Split-screen vertical scrolling and precise delays

Split-screen vertical scrolling and precise delays
by Bisqwit on 2013-01-19 (#106501)

Split-screen horizontal scrolling is easy: Just poke to $2005 two values, with one being the X scrolling offset, any time during the scanline.
But turns out vertical scrolling is not that easy, especially if you are going to do that without any mapper support.

In a recent project of mine I did that anyway. It is tested on MMC1, VRC6 and MMC3. (Emulation only.)
You can see a screenshot of that here:

Here is the source code. It is in form of two macros.

The first one prepares a PPU write which sets the scrolling offset to a particular value.
The second one commits the write. It must be performed at a specific time window during the h-blank, or you will get artifacts.

Code:

.macro PPU_WriteOffset
        ; A = NTA
        ; X = X-Offset
        ; Y = Y-offset
        asl
        asl       ; For first write to $2006: NTA*4
        sty $01
        tay
        ;sta $2006 ; t: yyy NN YYYYY XXXXX xxx
        ;          ;    *54 32 10--- ----- --- <- These are affected. * = set zero.
        ;          ;        NN                 <- UNIQUE DATA
        txa
        lsr
        lsr
        lsr
        sta $00
        lda $01
        asl
        asl
        and #$E0
        ora $00   ; Second write to $2006:   X/8 + 32*Y/8
        ;
        ; Cycle cost: 2+2+3+2+ 2*4 + 3+3+2+2+2+3 = 32
.endmacro
.macro PPU_WriteOffset_Finish
        sty $2006
        ldy $01 
        sty $2005 ; t: yyy NN YYYYY XXXXX xxx
        ;              210 -- 76543 ----- ---  <- These are affected.
        ;         ;    yyy    YY               <- UNIQUE DATA
        ;
        ; At THIS point, we must be in h-blank
        ;
        stx $2005 ; t: yyy NN YYYYY XXXXX xxx
        ;              --- -- ----- 76543 210  <- These are affected.
        ;         ;                       xxx  <- UNIQUE DATA
        
        ;
        sta $2006 ; t: yyy NN YYYYY XXXXX xxx
        ;              --- -- --765 43210 ---  <- These are affected.
        ;
        ;          This last write is the only one that updates v = t!
        ;
        ; Cycle cost: 4*4+3 = 19
.endmacro

Related, here is a macro which sleeps (delays) the execution for the given number of scanlines, plus/minus a configurable number of cycles.
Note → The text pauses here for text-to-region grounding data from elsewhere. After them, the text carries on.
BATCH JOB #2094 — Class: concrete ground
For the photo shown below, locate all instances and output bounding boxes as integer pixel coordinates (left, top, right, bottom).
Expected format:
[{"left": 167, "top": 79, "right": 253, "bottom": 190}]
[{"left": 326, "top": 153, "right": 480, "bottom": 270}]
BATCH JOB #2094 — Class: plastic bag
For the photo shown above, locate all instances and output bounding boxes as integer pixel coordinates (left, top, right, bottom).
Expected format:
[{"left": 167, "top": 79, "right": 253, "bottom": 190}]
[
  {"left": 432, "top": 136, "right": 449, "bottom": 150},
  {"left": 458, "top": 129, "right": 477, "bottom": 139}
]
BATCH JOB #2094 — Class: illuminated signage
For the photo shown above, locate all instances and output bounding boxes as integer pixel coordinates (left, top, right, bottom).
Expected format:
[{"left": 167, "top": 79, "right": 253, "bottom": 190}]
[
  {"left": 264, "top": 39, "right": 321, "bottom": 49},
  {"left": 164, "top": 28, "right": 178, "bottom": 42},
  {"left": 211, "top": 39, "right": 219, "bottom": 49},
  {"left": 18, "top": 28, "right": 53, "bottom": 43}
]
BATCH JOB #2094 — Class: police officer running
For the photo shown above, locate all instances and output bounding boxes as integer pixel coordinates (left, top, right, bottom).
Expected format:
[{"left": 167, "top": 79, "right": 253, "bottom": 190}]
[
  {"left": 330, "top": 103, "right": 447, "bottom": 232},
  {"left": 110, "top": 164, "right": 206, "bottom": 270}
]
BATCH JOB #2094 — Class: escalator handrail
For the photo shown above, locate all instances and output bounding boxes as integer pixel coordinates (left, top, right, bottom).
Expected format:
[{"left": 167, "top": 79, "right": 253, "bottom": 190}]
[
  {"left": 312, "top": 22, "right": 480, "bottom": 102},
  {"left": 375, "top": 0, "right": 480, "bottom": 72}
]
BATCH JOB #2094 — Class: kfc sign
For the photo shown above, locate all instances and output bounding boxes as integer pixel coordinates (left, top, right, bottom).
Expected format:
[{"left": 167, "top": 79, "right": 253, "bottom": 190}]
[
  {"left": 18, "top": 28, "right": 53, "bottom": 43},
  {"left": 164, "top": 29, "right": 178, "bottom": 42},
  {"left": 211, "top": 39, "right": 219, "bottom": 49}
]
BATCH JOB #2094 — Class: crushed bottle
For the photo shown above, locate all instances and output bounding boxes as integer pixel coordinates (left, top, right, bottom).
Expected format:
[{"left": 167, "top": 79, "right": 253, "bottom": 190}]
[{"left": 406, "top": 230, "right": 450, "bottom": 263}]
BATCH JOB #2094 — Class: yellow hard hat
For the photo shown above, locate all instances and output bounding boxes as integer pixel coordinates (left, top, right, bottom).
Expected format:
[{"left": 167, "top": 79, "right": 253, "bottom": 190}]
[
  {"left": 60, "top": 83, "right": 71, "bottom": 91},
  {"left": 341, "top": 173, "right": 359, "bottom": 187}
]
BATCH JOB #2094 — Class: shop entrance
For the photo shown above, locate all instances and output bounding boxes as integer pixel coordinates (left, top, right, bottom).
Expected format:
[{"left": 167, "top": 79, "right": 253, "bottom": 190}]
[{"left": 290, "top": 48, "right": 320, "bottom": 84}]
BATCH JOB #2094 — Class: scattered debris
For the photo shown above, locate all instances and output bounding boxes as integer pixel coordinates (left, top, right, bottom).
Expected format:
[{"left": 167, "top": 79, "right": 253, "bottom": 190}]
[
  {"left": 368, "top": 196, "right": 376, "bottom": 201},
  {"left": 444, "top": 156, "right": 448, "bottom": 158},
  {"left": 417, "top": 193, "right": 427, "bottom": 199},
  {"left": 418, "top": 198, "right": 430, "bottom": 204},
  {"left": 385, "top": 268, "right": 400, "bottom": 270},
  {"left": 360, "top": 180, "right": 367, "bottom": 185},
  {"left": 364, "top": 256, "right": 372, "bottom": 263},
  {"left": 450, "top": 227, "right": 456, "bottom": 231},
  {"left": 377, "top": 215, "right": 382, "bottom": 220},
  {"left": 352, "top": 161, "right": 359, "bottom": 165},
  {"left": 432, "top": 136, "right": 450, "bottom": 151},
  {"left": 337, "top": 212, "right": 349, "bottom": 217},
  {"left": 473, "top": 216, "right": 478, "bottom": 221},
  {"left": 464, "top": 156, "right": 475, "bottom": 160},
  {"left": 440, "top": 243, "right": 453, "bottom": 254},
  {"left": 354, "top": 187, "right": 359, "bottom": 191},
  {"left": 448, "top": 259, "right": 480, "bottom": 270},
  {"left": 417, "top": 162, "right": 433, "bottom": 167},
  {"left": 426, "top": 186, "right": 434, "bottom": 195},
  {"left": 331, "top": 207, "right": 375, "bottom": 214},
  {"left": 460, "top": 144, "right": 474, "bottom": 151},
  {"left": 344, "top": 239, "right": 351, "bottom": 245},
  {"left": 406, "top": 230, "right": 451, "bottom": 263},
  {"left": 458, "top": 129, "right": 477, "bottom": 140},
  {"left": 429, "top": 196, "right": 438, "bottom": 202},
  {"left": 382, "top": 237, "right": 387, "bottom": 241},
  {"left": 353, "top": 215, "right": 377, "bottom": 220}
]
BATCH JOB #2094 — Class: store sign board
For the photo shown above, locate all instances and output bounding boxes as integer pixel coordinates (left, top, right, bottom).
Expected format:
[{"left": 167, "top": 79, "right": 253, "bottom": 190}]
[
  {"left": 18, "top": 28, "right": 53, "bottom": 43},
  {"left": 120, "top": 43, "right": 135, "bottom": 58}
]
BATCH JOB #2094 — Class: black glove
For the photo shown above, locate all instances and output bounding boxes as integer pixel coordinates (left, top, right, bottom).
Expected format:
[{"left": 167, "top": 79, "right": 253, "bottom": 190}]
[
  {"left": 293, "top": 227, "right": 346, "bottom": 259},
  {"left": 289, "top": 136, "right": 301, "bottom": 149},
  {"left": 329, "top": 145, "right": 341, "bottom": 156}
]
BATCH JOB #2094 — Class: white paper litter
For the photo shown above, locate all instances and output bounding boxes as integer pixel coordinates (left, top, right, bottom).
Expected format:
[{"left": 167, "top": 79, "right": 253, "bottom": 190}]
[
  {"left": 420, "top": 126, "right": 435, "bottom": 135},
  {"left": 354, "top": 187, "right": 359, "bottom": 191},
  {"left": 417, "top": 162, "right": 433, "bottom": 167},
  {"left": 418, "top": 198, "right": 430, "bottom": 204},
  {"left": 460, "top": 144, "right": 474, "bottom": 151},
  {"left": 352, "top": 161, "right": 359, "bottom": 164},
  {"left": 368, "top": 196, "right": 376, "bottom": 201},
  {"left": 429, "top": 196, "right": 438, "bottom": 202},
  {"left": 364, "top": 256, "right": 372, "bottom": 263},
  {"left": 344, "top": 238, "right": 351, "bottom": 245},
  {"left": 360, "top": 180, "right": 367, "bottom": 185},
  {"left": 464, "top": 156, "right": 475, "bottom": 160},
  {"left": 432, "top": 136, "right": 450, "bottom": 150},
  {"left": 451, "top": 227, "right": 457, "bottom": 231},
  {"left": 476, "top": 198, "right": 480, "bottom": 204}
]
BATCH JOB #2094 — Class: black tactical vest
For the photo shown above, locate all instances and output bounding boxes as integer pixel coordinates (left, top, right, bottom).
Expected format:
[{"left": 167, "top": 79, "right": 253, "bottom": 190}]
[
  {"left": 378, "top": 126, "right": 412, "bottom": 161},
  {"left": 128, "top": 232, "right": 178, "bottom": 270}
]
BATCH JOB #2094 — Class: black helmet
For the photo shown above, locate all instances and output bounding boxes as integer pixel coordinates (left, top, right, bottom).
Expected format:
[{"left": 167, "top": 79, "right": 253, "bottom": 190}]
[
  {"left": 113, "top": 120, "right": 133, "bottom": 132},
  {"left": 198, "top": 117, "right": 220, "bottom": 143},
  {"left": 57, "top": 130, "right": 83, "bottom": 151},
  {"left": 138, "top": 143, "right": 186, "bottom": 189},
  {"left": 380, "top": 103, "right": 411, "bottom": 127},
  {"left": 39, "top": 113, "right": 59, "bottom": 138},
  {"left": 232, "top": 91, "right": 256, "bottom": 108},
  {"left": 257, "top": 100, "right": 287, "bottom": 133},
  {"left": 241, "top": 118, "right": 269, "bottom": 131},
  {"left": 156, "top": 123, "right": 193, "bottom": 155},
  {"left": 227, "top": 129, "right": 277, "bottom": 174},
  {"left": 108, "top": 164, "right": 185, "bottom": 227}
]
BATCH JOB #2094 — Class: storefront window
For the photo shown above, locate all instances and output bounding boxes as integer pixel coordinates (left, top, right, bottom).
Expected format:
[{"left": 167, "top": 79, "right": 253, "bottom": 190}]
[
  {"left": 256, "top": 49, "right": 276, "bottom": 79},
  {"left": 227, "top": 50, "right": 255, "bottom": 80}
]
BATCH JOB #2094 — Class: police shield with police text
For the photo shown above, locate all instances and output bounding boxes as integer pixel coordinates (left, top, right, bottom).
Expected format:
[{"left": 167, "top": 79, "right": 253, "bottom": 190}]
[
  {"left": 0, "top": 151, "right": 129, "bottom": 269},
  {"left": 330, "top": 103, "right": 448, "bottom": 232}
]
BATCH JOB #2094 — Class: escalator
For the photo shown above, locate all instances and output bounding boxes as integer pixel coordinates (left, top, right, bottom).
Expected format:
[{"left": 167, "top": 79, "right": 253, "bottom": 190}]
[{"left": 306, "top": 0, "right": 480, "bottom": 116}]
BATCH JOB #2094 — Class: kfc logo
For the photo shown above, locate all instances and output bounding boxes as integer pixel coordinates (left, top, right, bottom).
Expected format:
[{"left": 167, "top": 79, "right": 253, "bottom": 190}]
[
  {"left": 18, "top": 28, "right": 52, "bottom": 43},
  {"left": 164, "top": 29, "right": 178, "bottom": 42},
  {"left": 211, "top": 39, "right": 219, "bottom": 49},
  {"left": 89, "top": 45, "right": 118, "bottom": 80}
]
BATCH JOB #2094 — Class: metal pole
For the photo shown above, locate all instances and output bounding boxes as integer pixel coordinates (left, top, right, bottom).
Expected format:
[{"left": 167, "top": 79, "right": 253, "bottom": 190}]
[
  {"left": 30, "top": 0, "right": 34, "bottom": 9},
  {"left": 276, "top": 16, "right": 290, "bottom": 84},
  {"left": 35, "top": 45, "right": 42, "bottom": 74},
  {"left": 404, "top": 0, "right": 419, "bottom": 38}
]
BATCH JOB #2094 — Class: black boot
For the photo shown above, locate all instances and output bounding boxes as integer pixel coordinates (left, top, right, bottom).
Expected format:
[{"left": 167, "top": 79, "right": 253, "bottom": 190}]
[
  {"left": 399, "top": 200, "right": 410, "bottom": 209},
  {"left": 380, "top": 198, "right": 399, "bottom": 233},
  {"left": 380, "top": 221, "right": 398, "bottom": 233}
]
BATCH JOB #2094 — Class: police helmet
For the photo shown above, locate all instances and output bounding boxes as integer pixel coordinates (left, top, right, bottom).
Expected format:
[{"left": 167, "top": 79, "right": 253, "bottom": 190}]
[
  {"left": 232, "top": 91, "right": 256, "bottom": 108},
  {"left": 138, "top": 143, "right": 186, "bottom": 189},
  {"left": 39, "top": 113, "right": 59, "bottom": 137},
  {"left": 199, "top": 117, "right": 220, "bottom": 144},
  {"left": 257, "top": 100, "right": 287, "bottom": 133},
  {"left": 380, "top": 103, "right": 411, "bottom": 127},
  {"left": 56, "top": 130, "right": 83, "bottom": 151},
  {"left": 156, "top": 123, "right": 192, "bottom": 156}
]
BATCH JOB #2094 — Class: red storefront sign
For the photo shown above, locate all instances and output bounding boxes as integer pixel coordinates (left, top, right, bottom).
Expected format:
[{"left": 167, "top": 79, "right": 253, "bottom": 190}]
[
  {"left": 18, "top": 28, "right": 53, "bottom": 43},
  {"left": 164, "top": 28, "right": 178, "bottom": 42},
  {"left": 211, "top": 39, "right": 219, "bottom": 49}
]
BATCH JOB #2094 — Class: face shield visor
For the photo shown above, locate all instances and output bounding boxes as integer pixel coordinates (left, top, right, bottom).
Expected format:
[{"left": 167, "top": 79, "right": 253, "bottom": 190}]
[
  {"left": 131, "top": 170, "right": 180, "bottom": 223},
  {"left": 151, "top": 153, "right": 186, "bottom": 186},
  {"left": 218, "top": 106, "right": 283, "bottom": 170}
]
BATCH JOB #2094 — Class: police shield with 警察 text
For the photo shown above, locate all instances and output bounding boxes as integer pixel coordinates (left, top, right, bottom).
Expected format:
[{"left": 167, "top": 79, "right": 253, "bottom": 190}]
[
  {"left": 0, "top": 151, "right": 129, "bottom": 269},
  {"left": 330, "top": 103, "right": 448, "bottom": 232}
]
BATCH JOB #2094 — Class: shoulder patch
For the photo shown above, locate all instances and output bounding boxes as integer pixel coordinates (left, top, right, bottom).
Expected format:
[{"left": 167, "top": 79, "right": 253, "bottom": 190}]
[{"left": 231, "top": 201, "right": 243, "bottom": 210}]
All numbers must be compile time constants. The macro depends on a compile-time constant called "PAL" which must be 0 if you are compiling for a NTSC system, 1 if you are compiling for a PAL system.

Code:

.macro ScanlineDelay already_done, do_scanlines, delta
    .if PAL=0
        compensate_dmc_delay (already_done), ((do_scanlines)*341   /3 + (delta))
    .else
        compensate_dmc_delay (already_done), ((do_scanlines)*341*5/16 + (delta))
    .endif 
.endmacro

Here is a version that does not need the number of scanlines to be a compile-time constant. (It still requires the PAL/NTSC variable.)

Code:

.pushseg
.segment "FUNC_SCANLINEDELAY"
; A = number of scanlines to delay. Must be >= 1.
; Uses $00,$01,$F8 as temp.
VariableScanlineDelay:
        @nearby_rts_14cyc = $C450 ; lda #1 + rts
        @nearby_rts       = rts12
        ; Some zeropage variable.
        @remain = $F8
        sta @remain             ;3
.if PAL=0
        @n_cases = 3
.else
        @n_cases = 16
.endif
@loop:
        lda #@n_cases           ;2
        cmp @remain             ;3
        Jcc @thatmuch           ;3
        ; n_cases >= remain
        ; remain <= n_cases
        lda @remain             ;-1+3
        tax                     ;2   
        lda #0                  ;2   
        sta @remain             ;3   
        ; X = remain, remain = 0     
        jmp @jump               ;3 -- 20 so far
@thatmuch:
        ; n_cases < remain
        ; remain > n_cases
        tax                     ;2
        lda @remain             ;3
        sec                     ;2
        sbc #@n_cases           ;2
        sta @remain             ;3 -- 20 so far
        ; X = n_cases, remain -= ncases
@jump:
        TableWrapCheck (@lo_ptr_table-1), @n_cases, "@lo_ptr_table causes page wrap"
        TableWrapCheck (@hi_ptr_table-1), @n_cases, "@hi_ptr_table causes page wrap"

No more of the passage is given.